L’État gabonais vient de porter un coup d’arrêt décisif à l’anarchie financière qui amputait depuis trop longtemps les caisses de la République. En engageant une réforme structurelle majeure de la parafiscalité, le gouvernement siffle la fin de la récréation pour les multiples agences, offices et directions qui s’étaient érigés en collecteurs autonomes de taxes diverses. Désormais, le Trésor public s’impose comme l’unique et exclusif entonnoir habilité à centraliser l’ensemble des recettes fiscales et parafiscales du pays, marquant une volonté farouche de restaurer l’unicité des caisses de l’État et de remettre de l’ordre dans l’architecture budgétaire nationale.

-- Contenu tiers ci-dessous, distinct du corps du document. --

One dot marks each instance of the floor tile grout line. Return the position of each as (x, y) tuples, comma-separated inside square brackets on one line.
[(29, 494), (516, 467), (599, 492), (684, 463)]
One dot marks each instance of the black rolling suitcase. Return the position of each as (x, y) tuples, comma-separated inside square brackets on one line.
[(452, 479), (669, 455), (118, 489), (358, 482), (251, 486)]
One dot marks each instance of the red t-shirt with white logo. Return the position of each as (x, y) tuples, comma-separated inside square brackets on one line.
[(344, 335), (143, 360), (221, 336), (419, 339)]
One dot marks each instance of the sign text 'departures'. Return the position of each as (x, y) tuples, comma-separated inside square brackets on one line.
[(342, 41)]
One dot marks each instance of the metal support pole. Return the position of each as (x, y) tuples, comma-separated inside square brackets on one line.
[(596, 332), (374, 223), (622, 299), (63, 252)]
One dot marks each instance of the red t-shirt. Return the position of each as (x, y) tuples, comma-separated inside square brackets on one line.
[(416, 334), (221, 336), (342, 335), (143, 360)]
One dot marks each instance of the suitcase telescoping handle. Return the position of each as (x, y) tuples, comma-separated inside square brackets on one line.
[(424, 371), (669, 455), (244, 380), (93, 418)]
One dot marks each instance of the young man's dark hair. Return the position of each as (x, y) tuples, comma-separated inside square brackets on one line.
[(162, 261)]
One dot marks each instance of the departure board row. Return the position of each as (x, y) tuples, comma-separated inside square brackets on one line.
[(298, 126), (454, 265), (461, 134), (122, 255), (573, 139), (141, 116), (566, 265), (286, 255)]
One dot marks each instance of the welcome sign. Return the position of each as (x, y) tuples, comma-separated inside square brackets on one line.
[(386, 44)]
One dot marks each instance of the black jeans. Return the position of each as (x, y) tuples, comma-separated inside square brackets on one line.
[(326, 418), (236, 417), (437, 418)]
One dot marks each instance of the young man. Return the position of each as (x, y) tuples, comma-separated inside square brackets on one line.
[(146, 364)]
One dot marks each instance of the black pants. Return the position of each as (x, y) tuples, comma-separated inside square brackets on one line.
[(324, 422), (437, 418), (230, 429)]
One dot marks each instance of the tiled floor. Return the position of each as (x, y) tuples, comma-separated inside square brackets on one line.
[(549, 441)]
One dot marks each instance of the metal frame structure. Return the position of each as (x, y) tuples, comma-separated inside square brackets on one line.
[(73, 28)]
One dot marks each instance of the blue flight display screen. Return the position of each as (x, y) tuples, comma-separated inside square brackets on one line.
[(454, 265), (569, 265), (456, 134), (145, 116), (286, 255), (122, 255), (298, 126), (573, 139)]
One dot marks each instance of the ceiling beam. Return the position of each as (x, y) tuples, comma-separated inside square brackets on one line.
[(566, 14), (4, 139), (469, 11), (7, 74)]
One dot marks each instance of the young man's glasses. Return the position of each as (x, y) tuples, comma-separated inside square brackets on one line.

Cette reprise en main vigoureuse répond à un secret de Polichinelle qui empoisonnait le climat des affaires : l’opacité systémique de la gestion de ces fonds. Convoitées, fléchées vers des circuits parallèles ou directement englouties dans le fonctionnement de certaines féodalités administratives, les recettes parafiscales échappaient en grande partie au contrôle de la représentation nationale et de la Cour des comptes. En centralisant ces flux financiers sous le giron exclusif du Trésor, la puissance publique assainit ses pratiques comptables et offre une bouffée d’oxygène aux opérateurs économiques, harcelés par une multitude de guichets dont la légitimité tenait parfois du décret de circonstance.Pour les spécialistes de la gouvernance publique, cette grande mue financière est le signal d’un changement de paradigme profond. Il ne s’agit plus seulement de traquer la fraude à la marge, mais de tarir à la source les mécanismes institutionnels qui favorisaient la déperdition des deniers publics. Cette réforme de salubrité publique replace le Trésor au centre du jeu et dote l’exécutif d’une visibilité en temps réel sur ses capacités réelles d’autofinancement, un atout non négligeable à l’heure où le pays doit mobiliser ses ressources endogènes pour financer ses grands projets d’infrastructure.
Le défi réside désormais dans la capacité de l’administration financière à absorber cette masse colossale de flux monétaires sans alourdir les procédures de recouvrement. Les acteurs économiques attendent de cette centralisation une simplification administrative et un guichet unique plus lisible. En réussissant ce pari de la transparence et de la centralisation, le Gabon envoie un message fort à ses partenaires techniques et financiers : le temps de la dispersion budgétaire est révolu, et chaque franc collecté au nom de la collectivité a désormais vocation à servir exclusivement l’intérêt supérieur de la Nation.